The chances of any progress for a second-term American president are limited. His former chief-of-staff and now mayor of Chicago, Rahm Emmanuel, explains that his “first 14 months are productive, the last 14 months are productive and you sag in the middle”. What will continue to tighten Obama’s handcuffs is the fact that the House of Representatives, which serves for two years, is still controlled by the Republican Party, which remains uninterested in accommodating Obama, as was the case in the past. The Democrats, in turn, had increased their lead in the 100-member Senate to 53. In other words, the two legislatures remain divided as was the case in the last two years.
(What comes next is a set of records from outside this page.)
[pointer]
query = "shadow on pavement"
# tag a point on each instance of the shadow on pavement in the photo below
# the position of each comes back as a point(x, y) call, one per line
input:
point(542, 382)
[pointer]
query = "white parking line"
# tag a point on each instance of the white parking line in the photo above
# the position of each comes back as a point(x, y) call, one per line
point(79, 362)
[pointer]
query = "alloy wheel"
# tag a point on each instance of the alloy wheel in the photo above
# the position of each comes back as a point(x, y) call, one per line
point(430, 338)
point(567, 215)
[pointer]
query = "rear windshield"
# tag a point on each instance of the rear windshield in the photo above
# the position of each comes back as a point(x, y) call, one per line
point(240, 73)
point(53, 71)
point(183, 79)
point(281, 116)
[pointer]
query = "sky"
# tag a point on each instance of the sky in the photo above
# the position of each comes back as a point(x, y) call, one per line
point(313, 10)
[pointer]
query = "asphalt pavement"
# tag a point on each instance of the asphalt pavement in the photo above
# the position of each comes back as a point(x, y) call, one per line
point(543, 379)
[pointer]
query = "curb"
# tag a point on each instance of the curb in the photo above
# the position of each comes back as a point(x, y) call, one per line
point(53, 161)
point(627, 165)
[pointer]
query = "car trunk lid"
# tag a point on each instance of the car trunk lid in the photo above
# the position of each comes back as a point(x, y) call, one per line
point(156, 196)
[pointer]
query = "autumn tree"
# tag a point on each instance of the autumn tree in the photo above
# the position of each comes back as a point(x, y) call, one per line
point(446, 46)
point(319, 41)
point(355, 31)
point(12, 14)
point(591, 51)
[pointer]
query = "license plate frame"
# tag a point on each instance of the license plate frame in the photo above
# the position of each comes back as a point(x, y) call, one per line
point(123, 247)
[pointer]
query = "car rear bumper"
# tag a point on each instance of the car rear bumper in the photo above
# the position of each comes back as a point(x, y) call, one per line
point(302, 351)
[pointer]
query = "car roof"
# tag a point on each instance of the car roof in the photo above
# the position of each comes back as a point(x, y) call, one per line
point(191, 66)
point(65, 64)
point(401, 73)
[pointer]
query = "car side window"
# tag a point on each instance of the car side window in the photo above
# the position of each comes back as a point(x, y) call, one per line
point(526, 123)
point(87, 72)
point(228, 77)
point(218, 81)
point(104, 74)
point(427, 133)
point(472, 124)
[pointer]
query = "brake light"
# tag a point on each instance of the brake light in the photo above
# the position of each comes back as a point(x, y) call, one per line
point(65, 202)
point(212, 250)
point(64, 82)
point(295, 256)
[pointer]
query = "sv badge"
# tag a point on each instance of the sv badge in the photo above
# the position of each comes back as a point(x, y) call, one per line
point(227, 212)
Speaking last month at the Middle East Institute in Washington, Professor Walid Khalidi, a noted Palestinian historian, scoffed at what he described as the ”centrality of the discourse on the Middle East,” in the US, namely “the concept of ‘no daylight between Tel Aviv and Washington.’” Rather, he argued, the US role on the Palestinian-Israeli conflict should be “an umpire, honest broker, outside observer or as [former secretary of state Madeline Albright had coyly put it] a handmaiden.”
The professor wondered sarcastically: “Whether it is permissible (in the US) to raise an eyebrow, criticise or pressure Israel”, adding that “it is obvious from the ongoing discourse that the concept of ‘no daylight’ has acquired, in the United States, the status of a moral imperative which totally precludes any such steps”.
He underlined that a policy of “no daylight” has very practical consequences for the US. “It not only enhances Israel’s sense of licence on the ground, but also of leverage, entitlement and purchase in Washington. More to the point, it inevitably reinforces the notion of American complicity with Israel in Arab and Muslim minds.”
Professor Khalidi then reminded his audience of George Washington’s memorable “Farewell Address” which reads, in part: “A passionate attachment of one nation for another produces a variety of evils. Sympathy for the favourite nation, infusing into the one the enmities of the other, betrays the former into a participation in the quarrels and wars of the latter without adequate inducement or justification.”
It will be a great idea if someone would place this quotation on a placard and mail it to President Obama, who may appreciate since he could recite it, time and again, to his Israeli visitors.